期待するというチカラ。
褒めて伸ばす。
コーチング。
モチベーションを上げてあげる。
僕が大っ嫌いな言葉。
なんだよ、それ、って。
なに、甘いこと言ってんだよ、って。
それでも、きっと日本各地で横行してるんですよ、これらの言葉。
この前も、クライアントの社長が、
コーチングの大切さについて目の前で語ってくれた。
きっと、私の表情には表れていたのだろう。
熱弁をふるっていただいた後、
「まあ、野原さんは絶対できないですよね?
僕も全然できてなかったんですけど、僕よりも絶対にできないはずっ!!」
笑って断言されました。
即座に、確かに!と答えました。
同感だったからです。
昔から、なにかやり遂げて褒められたって、
おれはこんなもんじゃない。
こんな程度で、よくできました〜なんて、
小学生のスタンプじゃないんだから、もらったってなんの意味もない。
もっとも、小さい頃から親からガッツリ褒められた記憶がほぼない。
まだまだ上には上がいるんだぞ〜、課題はたくさんあるんだぞ〜、満足したらそこで終わりなんだぞ〜、って。
それより、自分には何が足りないのか、
できていないところをこれでもかとフィードバックされたほうがよっぽど意味がある。
それで、気分が悪くなったり、自信喪失するかもしれない。
ただ、適度なところで適当に褒められるよりどんなに良いことか。
そう思ってきた。
だいたい、褒められて伸びる奴より、
なにくそ!!っていうそういう反骨心のある者が、
本当に壁を突破できるんだ。
いま一流だと言われるプロフェッショナルな人で、
褒められて伸びてきた人はどれくらいいるのだろうか?(いるのだろうね、たぶん)
競争が激しい、弱肉強食の世界で、褒められるかどうかなんて言われてるんだろうか?
以前、訪問したアジア諸国で出会った人々は、みんなグイグイ攻めてきた。
褒められたからチカラが出ているのはなく、自発的に勝手に動いているのだ。
いままでは、そう思ってきた。
ところが。
なんか。私は、微妙に間違っていたんだと思います。
最近、以前にも増していろいろ学ぶことが多く、それに気づきました。
まったく、甘いもんです。
大事なポイントは、
褒められるか、褒められないか、ではなく、
「その人のことを信頼して、期待できるかどうか」なんだと思う。
どうせ、こいつはどんなに頑張ったってこんなもんだろう。
そう思ったら可能性を勝手に否定して、
期待しないから、そういう結末になってしまうんだ。
人は褒められたから伸びるんじゃなくて、
人は期待されたら、その期待に応えようとして自ら頑張るんじゃないか。もっと頑張って結果出してやろうとするんじゃないか。

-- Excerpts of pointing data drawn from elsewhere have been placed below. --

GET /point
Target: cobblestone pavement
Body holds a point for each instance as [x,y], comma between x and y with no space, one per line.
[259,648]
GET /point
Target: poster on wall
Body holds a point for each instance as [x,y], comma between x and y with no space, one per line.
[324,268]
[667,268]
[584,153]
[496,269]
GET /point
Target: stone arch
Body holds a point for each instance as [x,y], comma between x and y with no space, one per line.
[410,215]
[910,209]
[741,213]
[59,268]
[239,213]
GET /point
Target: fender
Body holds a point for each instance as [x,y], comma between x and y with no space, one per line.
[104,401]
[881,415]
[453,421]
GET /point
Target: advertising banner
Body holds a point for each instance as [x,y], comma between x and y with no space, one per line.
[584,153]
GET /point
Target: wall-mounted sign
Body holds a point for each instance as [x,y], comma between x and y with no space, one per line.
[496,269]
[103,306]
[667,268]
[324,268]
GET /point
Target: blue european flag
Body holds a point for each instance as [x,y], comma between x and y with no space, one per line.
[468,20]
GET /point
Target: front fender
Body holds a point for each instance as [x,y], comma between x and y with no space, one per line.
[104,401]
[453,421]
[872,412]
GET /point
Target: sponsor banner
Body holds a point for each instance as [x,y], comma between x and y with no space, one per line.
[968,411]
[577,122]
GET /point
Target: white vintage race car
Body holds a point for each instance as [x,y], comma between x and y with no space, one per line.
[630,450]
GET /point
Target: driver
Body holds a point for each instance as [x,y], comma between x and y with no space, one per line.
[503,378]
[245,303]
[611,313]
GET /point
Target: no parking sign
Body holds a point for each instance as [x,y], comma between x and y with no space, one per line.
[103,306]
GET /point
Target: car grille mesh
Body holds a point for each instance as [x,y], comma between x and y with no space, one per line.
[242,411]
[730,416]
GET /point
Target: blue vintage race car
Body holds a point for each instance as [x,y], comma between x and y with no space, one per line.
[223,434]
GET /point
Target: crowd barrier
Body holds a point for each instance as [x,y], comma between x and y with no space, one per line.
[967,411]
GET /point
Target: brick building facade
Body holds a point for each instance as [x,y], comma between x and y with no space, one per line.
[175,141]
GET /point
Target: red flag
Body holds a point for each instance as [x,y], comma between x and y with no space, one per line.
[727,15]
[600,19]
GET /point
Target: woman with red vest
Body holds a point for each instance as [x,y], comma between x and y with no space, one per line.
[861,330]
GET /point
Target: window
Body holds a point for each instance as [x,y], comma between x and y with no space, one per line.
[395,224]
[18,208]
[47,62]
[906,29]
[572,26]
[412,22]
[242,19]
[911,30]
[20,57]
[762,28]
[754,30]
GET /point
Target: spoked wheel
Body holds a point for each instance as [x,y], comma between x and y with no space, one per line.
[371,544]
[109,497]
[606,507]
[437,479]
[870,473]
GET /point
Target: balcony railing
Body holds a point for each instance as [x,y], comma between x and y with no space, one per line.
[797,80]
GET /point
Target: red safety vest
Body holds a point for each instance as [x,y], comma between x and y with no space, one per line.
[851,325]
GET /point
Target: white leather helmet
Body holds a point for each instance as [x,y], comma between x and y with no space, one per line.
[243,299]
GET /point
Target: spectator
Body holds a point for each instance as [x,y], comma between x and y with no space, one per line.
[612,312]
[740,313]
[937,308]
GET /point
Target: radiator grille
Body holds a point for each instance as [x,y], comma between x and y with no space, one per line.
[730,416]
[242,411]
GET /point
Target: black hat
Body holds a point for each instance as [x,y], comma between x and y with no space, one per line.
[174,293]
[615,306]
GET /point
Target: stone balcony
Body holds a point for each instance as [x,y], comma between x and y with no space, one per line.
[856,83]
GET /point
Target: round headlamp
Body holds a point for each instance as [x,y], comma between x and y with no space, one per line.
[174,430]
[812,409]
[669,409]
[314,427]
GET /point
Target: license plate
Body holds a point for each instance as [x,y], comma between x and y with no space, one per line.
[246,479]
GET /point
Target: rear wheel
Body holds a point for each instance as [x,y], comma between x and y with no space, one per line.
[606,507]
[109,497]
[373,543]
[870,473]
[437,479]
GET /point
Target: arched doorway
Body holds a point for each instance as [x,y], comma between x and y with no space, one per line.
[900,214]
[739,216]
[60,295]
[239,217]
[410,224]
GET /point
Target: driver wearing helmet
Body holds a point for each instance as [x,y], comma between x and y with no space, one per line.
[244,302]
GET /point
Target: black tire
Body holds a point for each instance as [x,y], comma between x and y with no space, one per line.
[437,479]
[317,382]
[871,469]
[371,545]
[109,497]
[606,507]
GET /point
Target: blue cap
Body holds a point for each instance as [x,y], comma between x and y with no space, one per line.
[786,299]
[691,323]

いつもじゃないけれど、期待された時、自分でも信じられないパフォーマンスを発揮できる。
(特に、クラスで好きな女の子が応援してくれたときは、クラス対抗戦は絶対に勝ってきた気がする。これは、余談です。)
さらに、その相手がうわべだけではなく、自分自身の良いところ、悪いところ全てをみようとしてくれて、その上で心から信頼してくれていると感じたら、なおさらだ。
元々、褒めるのも褒められるのも苦手なので、
恥ずかしくて面と向かっては言えないけど、
いまのウチのメンバーは、
短期間のうちに、私の想定外の成長やパフォーマンスをみせてくれている。
もちろん、組織として目指しているレベルには、まだまだ程遠いのだけど、
このままいけばいけるんじゃないかと思う。
いつも悪戦苦闘してるけど、光はなくしていない。
チームを勝利に導くのが、経営者の役目。
そして、その度量が試されている。
他人に期待すると、その期待通りに行かなかった時、
ショックを受けるかもしれない。
だからと言って、はじめから期待しないというのはとても悲しいことだ。
努力の末に、たとえ、1人でできなかったとしても、
それを他のメンバーが補い合ってくれるはず。
時に、厳しいフィードバックをするかもしれない。
それでも、僕は、みんなそれぞれ違う能力を持っている、このチームに期待したい。
P.S. いま振り返ると、前述のクライアントの社長が伝えようとしていたのは、こういうことだったのかと思う。
以前は酷かったんだけど、最近、社員がやる気を出してスゴイんだよってニコニコしながら笑う姿がこれまでなんどもあったことを思い出しました。